What a relief the Black Caps selection team are not as kneejerk as the media and public.
Tim MacIntosh's century was one to savour and a reward for consistency of selection.
MacIntosh has not set the world alight in his test career to date and is probably never likely to - but he has shown that he can be hard to remove; can do a job that many want done; and is worth persevering with.
Up until this test he had played 14 tests averaging 27, with one century.
Not ideal, but he now has another century to his name and, looking a little deeper into this latest one, I'm hoping he'll grow the belief to start to replicate his first-class record somewhat.
MacIntosh's first class record is nothing flashy either - 102 matches averaging 35 with 15 centuries; not flashy but solid.
He won't get anywhere near that sort of longevity in the test team but at 30, another four years could see him play 40 tests - and I'd be happy with an average of 30 with, let's say, another four or so centuries.
I have hope for Macintosh because of what he showed in his latest outing. Put yourself in his shoes.

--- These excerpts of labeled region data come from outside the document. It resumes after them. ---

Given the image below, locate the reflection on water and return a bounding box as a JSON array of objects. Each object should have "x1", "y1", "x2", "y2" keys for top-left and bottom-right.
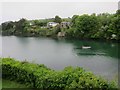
[{"x1": 2, "y1": 36, "x2": 120, "y2": 79}]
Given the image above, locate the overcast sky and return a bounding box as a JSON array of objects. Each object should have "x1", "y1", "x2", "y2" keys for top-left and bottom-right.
[{"x1": 0, "y1": 2, "x2": 118, "y2": 23}]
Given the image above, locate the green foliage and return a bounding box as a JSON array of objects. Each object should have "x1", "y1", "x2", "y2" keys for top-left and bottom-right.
[
  {"x1": 2, "y1": 10, "x2": 120, "y2": 40},
  {"x1": 2, "y1": 58, "x2": 116, "y2": 90},
  {"x1": 55, "y1": 16, "x2": 62, "y2": 23}
]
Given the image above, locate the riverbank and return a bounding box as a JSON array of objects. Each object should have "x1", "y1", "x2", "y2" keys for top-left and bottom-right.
[{"x1": 2, "y1": 58, "x2": 117, "y2": 90}]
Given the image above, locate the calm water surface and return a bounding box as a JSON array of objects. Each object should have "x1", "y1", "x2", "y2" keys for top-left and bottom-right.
[{"x1": 0, "y1": 36, "x2": 120, "y2": 79}]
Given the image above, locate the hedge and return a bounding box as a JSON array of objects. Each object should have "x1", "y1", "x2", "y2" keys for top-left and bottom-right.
[{"x1": 1, "y1": 58, "x2": 116, "y2": 90}]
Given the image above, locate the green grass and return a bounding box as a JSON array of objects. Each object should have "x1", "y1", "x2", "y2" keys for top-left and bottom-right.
[{"x1": 1, "y1": 79, "x2": 28, "y2": 88}]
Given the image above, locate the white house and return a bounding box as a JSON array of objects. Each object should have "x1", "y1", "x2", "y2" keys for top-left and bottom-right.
[{"x1": 47, "y1": 22, "x2": 59, "y2": 28}]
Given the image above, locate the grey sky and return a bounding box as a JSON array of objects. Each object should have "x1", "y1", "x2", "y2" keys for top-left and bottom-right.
[{"x1": 0, "y1": 2, "x2": 118, "y2": 23}]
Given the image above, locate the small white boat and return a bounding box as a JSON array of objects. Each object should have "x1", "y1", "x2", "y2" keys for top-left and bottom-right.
[{"x1": 82, "y1": 46, "x2": 91, "y2": 49}]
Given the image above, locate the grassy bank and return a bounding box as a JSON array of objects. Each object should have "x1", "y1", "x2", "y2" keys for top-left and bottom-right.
[
  {"x1": 2, "y1": 58, "x2": 117, "y2": 90},
  {"x1": 2, "y1": 79, "x2": 28, "y2": 88}
]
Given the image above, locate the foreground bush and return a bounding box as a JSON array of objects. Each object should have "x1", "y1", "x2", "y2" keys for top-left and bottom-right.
[{"x1": 1, "y1": 58, "x2": 116, "y2": 90}]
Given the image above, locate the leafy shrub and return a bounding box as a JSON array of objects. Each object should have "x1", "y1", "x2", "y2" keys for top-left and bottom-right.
[{"x1": 0, "y1": 58, "x2": 116, "y2": 90}]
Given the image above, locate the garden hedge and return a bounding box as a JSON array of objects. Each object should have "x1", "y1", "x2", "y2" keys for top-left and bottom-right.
[{"x1": 0, "y1": 58, "x2": 116, "y2": 90}]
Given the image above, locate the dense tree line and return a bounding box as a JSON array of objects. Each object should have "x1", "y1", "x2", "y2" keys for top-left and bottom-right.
[
  {"x1": 67, "y1": 10, "x2": 120, "y2": 40},
  {"x1": 2, "y1": 10, "x2": 120, "y2": 40}
]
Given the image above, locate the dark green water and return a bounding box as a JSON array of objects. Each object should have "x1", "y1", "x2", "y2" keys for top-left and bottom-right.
[{"x1": 1, "y1": 36, "x2": 120, "y2": 79}]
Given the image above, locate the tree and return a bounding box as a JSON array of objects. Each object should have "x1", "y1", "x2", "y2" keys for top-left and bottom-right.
[
  {"x1": 75, "y1": 14, "x2": 98, "y2": 38},
  {"x1": 71, "y1": 15, "x2": 79, "y2": 27},
  {"x1": 55, "y1": 16, "x2": 62, "y2": 23}
]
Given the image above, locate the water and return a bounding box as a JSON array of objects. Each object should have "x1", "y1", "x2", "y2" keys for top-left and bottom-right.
[{"x1": 0, "y1": 36, "x2": 120, "y2": 79}]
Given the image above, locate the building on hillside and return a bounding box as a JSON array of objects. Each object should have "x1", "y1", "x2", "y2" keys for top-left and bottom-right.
[{"x1": 47, "y1": 22, "x2": 59, "y2": 28}]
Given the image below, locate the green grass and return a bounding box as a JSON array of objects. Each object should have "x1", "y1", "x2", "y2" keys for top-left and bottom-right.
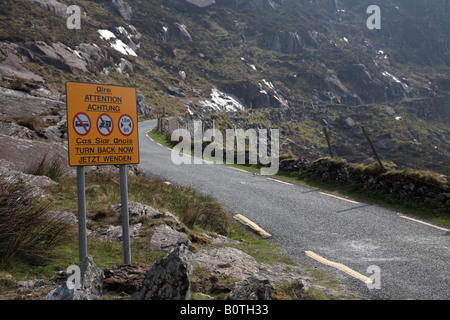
[{"x1": 150, "y1": 127, "x2": 450, "y2": 226}]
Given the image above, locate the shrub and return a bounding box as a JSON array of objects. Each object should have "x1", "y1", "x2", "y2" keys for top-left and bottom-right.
[
  {"x1": 182, "y1": 202, "x2": 230, "y2": 235},
  {"x1": 24, "y1": 155, "x2": 67, "y2": 181},
  {"x1": 14, "y1": 116, "x2": 44, "y2": 132},
  {"x1": 0, "y1": 182, "x2": 69, "y2": 265}
]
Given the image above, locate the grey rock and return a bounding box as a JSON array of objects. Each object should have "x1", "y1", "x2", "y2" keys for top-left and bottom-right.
[
  {"x1": 136, "y1": 91, "x2": 153, "y2": 119},
  {"x1": 174, "y1": 23, "x2": 193, "y2": 42},
  {"x1": 268, "y1": 31, "x2": 303, "y2": 54},
  {"x1": 45, "y1": 257, "x2": 104, "y2": 300},
  {"x1": 228, "y1": 276, "x2": 275, "y2": 300},
  {"x1": 16, "y1": 279, "x2": 45, "y2": 293},
  {"x1": 150, "y1": 224, "x2": 191, "y2": 252},
  {"x1": 185, "y1": 0, "x2": 216, "y2": 8},
  {"x1": 31, "y1": 0, "x2": 69, "y2": 19},
  {"x1": 167, "y1": 87, "x2": 186, "y2": 98},
  {"x1": 111, "y1": 201, "x2": 163, "y2": 219},
  {"x1": 374, "y1": 135, "x2": 397, "y2": 150},
  {"x1": 47, "y1": 210, "x2": 78, "y2": 226},
  {"x1": 131, "y1": 245, "x2": 193, "y2": 300},
  {"x1": 0, "y1": 49, "x2": 45, "y2": 83},
  {"x1": 111, "y1": 0, "x2": 133, "y2": 20},
  {"x1": 0, "y1": 121, "x2": 39, "y2": 140},
  {"x1": 88, "y1": 223, "x2": 142, "y2": 241},
  {"x1": 0, "y1": 87, "x2": 66, "y2": 117},
  {"x1": 194, "y1": 247, "x2": 259, "y2": 280}
]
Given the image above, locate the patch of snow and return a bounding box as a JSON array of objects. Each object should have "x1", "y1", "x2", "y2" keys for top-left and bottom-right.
[
  {"x1": 200, "y1": 88, "x2": 245, "y2": 112},
  {"x1": 263, "y1": 79, "x2": 275, "y2": 90},
  {"x1": 382, "y1": 71, "x2": 406, "y2": 86},
  {"x1": 98, "y1": 29, "x2": 116, "y2": 41},
  {"x1": 98, "y1": 27, "x2": 137, "y2": 57}
]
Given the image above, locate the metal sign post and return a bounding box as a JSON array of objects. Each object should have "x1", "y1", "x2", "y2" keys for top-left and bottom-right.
[
  {"x1": 119, "y1": 164, "x2": 131, "y2": 263},
  {"x1": 77, "y1": 166, "x2": 87, "y2": 261},
  {"x1": 66, "y1": 81, "x2": 139, "y2": 263}
]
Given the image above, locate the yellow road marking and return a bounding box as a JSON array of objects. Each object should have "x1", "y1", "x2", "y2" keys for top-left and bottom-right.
[
  {"x1": 305, "y1": 251, "x2": 372, "y2": 283},
  {"x1": 267, "y1": 178, "x2": 293, "y2": 186},
  {"x1": 230, "y1": 167, "x2": 248, "y2": 173},
  {"x1": 233, "y1": 214, "x2": 272, "y2": 238},
  {"x1": 319, "y1": 192, "x2": 359, "y2": 204},
  {"x1": 400, "y1": 216, "x2": 450, "y2": 232}
]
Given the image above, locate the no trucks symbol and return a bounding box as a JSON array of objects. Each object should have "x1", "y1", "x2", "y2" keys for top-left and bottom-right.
[
  {"x1": 73, "y1": 113, "x2": 91, "y2": 136},
  {"x1": 97, "y1": 114, "x2": 113, "y2": 136},
  {"x1": 119, "y1": 114, "x2": 134, "y2": 136}
]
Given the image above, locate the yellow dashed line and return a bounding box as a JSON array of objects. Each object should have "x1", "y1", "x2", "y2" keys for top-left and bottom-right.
[
  {"x1": 319, "y1": 192, "x2": 359, "y2": 204},
  {"x1": 230, "y1": 167, "x2": 248, "y2": 173},
  {"x1": 400, "y1": 216, "x2": 450, "y2": 232},
  {"x1": 233, "y1": 214, "x2": 272, "y2": 238},
  {"x1": 305, "y1": 251, "x2": 372, "y2": 284},
  {"x1": 267, "y1": 178, "x2": 293, "y2": 186}
]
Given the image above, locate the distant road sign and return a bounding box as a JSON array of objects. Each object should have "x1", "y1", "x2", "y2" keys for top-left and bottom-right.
[
  {"x1": 73, "y1": 112, "x2": 91, "y2": 136},
  {"x1": 97, "y1": 114, "x2": 113, "y2": 137},
  {"x1": 66, "y1": 82, "x2": 139, "y2": 166},
  {"x1": 119, "y1": 114, "x2": 134, "y2": 136}
]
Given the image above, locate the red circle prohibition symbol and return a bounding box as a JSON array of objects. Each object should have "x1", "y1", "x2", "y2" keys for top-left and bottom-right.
[
  {"x1": 97, "y1": 113, "x2": 113, "y2": 137},
  {"x1": 119, "y1": 114, "x2": 134, "y2": 136},
  {"x1": 73, "y1": 112, "x2": 91, "y2": 136}
]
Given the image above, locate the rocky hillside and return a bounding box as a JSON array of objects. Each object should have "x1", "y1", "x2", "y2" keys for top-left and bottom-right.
[{"x1": 0, "y1": 0, "x2": 450, "y2": 175}]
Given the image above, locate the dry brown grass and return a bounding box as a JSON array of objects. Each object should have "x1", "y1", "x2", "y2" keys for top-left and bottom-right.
[{"x1": 0, "y1": 182, "x2": 69, "y2": 266}]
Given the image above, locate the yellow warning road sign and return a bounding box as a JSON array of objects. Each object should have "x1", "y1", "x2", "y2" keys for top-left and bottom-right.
[{"x1": 66, "y1": 82, "x2": 139, "y2": 166}]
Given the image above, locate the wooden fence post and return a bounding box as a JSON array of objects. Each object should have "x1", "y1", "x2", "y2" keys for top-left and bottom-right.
[
  {"x1": 323, "y1": 127, "x2": 334, "y2": 158},
  {"x1": 361, "y1": 126, "x2": 384, "y2": 170}
]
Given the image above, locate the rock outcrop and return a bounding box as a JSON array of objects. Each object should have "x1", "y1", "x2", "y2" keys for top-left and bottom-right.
[
  {"x1": 45, "y1": 257, "x2": 104, "y2": 300},
  {"x1": 267, "y1": 31, "x2": 303, "y2": 54},
  {"x1": 132, "y1": 245, "x2": 193, "y2": 300}
]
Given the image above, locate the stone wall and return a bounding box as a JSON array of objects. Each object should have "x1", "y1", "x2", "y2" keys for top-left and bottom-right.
[{"x1": 280, "y1": 158, "x2": 450, "y2": 204}]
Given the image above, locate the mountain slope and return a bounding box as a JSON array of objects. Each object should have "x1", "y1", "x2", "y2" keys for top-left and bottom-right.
[{"x1": 0, "y1": 0, "x2": 450, "y2": 175}]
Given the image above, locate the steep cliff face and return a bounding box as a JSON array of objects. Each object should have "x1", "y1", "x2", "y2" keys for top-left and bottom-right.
[{"x1": 0, "y1": 0, "x2": 450, "y2": 175}]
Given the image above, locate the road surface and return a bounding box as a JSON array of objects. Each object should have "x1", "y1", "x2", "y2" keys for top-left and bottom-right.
[{"x1": 139, "y1": 120, "x2": 450, "y2": 300}]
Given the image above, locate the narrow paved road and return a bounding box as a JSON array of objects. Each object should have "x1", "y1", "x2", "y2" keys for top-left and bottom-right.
[{"x1": 139, "y1": 121, "x2": 450, "y2": 300}]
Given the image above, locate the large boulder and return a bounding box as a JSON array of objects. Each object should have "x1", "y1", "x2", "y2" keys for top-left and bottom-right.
[
  {"x1": 174, "y1": 23, "x2": 193, "y2": 42},
  {"x1": 228, "y1": 276, "x2": 275, "y2": 300},
  {"x1": 45, "y1": 257, "x2": 104, "y2": 300},
  {"x1": 111, "y1": 0, "x2": 133, "y2": 20},
  {"x1": 31, "y1": 0, "x2": 69, "y2": 19},
  {"x1": 150, "y1": 224, "x2": 190, "y2": 252},
  {"x1": 194, "y1": 247, "x2": 259, "y2": 280},
  {"x1": 268, "y1": 31, "x2": 303, "y2": 54},
  {"x1": 103, "y1": 262, "x2": 151, "y2": 294},
  {"x1": 131, "y1": 245, "x2": 194, "y2": 300}
]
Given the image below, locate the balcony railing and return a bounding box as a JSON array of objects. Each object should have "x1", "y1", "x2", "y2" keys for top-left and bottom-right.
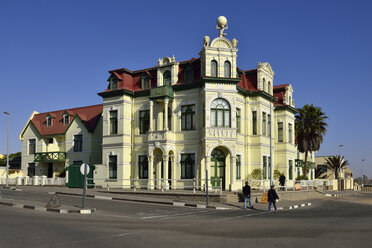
[
  {"x1": 295, "y1": 159, "x2": 316, "y2": 169},
  {"x1": 34, "y1": 152, "x2": 66, "y2": 162}
]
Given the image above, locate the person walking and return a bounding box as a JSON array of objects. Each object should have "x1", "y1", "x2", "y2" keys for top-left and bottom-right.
[
  {"x1": 279, "y1": 173, "x2": 285, "y2": 190},
  {"x1": 267, "y1": 185, "x2": 279, "y2": 212},
  {"x1": 243, "y1": 182, "x2": 253, "y2": 210}
]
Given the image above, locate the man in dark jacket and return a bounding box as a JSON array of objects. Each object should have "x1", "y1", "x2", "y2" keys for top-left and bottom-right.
[
  {"x1": 267, "y1": 185, "x2": 279, "y2": 212},
  {"x1": 279, "y1": 173, "x2": 285, "y2": 190},
  {"x1": 243, "y1": 182, "x2": 253, "y2": 209}
]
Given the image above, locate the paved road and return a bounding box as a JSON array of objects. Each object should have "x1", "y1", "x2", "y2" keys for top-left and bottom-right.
[{"x1": 0, "y1": 192, "x2": 372, "y2": 248}]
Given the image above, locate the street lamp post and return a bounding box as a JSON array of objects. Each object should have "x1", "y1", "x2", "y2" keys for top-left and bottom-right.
[
  {"x1": 360, "y1": 159, "x2": 366, "y2": 187},
  {"x1": 338, "y1": 145, "x2": 344, "y2": 191},
  {"x1": 4, "y1": 112, "x2": 10, "y2": 187}
]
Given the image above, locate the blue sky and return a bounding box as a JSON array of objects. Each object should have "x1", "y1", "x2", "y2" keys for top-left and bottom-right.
[{"x1": 0, "y1": 0, "x2": 372, "y2": 177}]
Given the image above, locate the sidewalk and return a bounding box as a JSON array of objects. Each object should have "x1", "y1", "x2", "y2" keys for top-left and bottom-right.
[{"x1": 2, "y1": 186, "x2": 338, "y2": 211}]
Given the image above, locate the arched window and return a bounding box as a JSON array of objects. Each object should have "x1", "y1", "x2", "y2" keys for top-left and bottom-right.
[
  {"x1": 224, "y1": 60, "x2": 231, "y2": 78},
  {"x1": 109, "y1": 76, "x2": 118, "y2": 90},
  {"x1": 163, "y1": 71, "x2": 171, "y2": 86},
  {"x1": 183, "y1": 66, "x2": 194, "y2": 83},
  {"x1": 267, "y1": 81, "x2": 271, "y2": 94},
  {"x1": 211, "y1": 98, "x2": 231, "y2": 127},
  {"x1": 211, "y1": 60, "x2": 218, "y2": 77},
  {"x1": 141, "y1": 74, "x2": 150, "y2": 90}
]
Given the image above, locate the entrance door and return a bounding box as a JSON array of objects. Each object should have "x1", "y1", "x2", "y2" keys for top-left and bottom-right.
[
  {"x1": 211, "y1": 149, "x2": 225, "y2": 189},
  {"x1": 48, "y1": 163, "x2": 53, "y2": 178},
  {"x1": 168, "y1": 159, "x2": 172, "y2": 189}
]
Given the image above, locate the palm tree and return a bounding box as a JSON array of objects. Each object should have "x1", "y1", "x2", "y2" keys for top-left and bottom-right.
[
  {"x1": 295, "y1": 104, "x2": 328, "y2": 176},
  {"x1": 325, "y1": 156, "x2": 349, "y2": 179}
]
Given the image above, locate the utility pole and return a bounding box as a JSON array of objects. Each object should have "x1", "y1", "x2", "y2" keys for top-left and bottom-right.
[{"x1": 4, "y1": 112, "x2": 10, "y2": 187}]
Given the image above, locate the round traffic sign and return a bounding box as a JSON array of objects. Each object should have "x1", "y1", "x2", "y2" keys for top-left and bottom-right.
[{"x1": 80, "y1": 163, "x2": 89, "y2": 175}]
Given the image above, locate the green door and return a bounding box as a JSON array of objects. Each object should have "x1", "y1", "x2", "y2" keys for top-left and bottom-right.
[{"x1": 210, "y1": 149, "x2": 225, "y2": 189}]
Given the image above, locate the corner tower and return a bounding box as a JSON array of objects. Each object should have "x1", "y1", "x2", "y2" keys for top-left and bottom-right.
[{"x1": 199, "y1": 16, "x2": 238, "y2": 78}]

He comes in off a pair, he is up against an opening bowler (Zaheer Khan) who well and truly has his number and everyone knows it.
He's not only playing for his test career but his cricketing life because test cricket is just about all he has. He's in India where, for a tourist, poor form is not easy to turn around.
To overcome that takes some courage and mental strength. Not only did he win that internal battle that follows every batsman round but outwardly he showed he can turn around faults very quickly. He was slow but determined - not scratchy and just hanging in.
From ball one, he appeared quite assured in his own way and seemed to have ironed out the balance issues that Zaheer had been exploiting.
MacIntosh has some technical deficiencies that he will always have to keep tabs on but he is a player who knows that you can still operate with deficiencies if you develop a game that allows for them.
That skill is as important as actually correcting your deficiencies. He's what I would call a cricket realist.
He will never look pretty doing his job and so, when he does get out cheaply, they will be ugly failures. People will always question his skill level but he is a player that must, like Andrew Jones, be judged on the bottom line alone - runs.
He's not there yet, but hopefully he's got the little kick-start he needed.
There is always going to be a place for a player like MacIntosh because of the free-scoring players around him. If he can just improve his starting ability he will do a fine job over the next few years.